Quando estive internado na carne, não admitia a hipótese de ser assediado por nenhum espírito maldoso, estivesse vivo ou não. Estabeleci para comigo que minha alma seria fortaleza de amor, defendida dos vícios por todas as virtudes. Era sonho de criança, fundamentado em historinha que ouvi repetidas vezes, pela voz condescendente de minha irmã mais velha.
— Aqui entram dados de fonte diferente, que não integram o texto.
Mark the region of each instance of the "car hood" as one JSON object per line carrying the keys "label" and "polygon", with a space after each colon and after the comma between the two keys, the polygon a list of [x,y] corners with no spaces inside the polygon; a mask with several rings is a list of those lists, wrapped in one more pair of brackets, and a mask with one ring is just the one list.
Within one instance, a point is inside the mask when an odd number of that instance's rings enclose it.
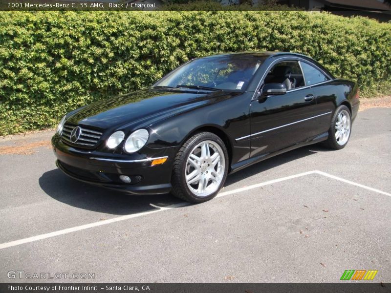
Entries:
{"label": "car hood", "polygon": [[66,122],[107,129],[147,127],[184,111],[225,99],[238,93],[148,89],[108,98],[70,113]]}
Eu e os demais pimpolhos de mesma idade.

Entretanto, quer parecer-me que as lérias romànticas do entrecho se fixaram profundamente só em mim, sonhador e místico, que jamais pude entender que os males existem para se constituírem nas provas da experiência.

Mas o sonho infantil não teria tido sucesso, se não fosse eu predestinado a vida pacata e séria de organizador público, sentado em cadeira da administração, de onde fazia emanar ordens superiores, com regularidade e eficiência.
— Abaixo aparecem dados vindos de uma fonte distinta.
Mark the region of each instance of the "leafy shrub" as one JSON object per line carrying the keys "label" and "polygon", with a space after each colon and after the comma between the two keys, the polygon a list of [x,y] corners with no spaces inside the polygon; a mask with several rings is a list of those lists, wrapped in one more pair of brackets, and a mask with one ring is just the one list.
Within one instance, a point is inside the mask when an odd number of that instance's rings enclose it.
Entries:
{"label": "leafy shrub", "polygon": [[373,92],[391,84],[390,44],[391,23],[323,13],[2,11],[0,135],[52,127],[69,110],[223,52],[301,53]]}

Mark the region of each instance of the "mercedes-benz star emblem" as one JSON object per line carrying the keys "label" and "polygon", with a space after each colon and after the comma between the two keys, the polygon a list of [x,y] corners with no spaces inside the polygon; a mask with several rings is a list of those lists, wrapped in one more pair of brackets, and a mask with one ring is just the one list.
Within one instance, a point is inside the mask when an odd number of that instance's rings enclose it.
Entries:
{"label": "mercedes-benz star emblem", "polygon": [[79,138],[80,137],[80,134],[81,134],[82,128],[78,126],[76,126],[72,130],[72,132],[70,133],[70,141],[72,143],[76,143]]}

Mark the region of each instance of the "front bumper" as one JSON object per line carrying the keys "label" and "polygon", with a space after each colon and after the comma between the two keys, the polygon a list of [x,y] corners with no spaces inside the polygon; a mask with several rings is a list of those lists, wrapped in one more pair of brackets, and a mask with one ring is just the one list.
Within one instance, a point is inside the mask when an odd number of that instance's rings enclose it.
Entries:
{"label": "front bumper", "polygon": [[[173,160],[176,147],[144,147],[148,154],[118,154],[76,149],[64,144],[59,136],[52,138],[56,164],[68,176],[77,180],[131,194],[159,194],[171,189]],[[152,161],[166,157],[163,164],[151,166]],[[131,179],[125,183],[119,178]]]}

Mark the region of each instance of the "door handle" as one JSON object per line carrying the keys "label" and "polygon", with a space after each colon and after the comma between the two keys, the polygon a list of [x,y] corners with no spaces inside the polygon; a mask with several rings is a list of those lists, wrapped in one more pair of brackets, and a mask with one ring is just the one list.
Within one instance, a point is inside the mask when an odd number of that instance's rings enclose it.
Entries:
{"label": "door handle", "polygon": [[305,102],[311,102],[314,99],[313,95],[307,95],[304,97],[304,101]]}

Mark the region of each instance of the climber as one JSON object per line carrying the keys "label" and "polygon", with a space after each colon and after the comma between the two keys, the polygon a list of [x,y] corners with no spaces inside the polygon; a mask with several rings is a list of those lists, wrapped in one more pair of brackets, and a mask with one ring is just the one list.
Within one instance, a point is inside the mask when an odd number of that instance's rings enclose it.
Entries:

Resisti o quanto pude às ofertas de subornos, mas fui conivente com as que serviram aos chefes, jamais interferindo no que quer que fosse de que tivesse conhecimento. Nada desejava a mais, todavia, agarrava-me ao emprego com surpreendente tenacidade para quem elegera a virtude como apanágio da alma e sedimento das atitudes.

De religião em religião, cheguei ao kardecismo pela via natural da dor, ao perder filho muito amado. Passageira condição de ingresso, adentrei a casa espírita como se lá tivesse nascido e me criado.

Afoito de início para conhecer o paradeiro da criança, fui compreendendo as normas evangélicas ali praticadas e difundidas. Ao conhecer a necessidade do exame detido da consciência, fui capaz de perceber que errara profundamente ao ter deixado passar sem denúncia os malfeitos da repartição. Senti a fortaleza ameaçada, ainda mais porque foi ao tempo da aposentadoria e não poderia reparar os erros.

Não tive dúvida, contudo, em romancear os fatos e em redigir obra em que evidenciava todas as mazelas do poder burocrático.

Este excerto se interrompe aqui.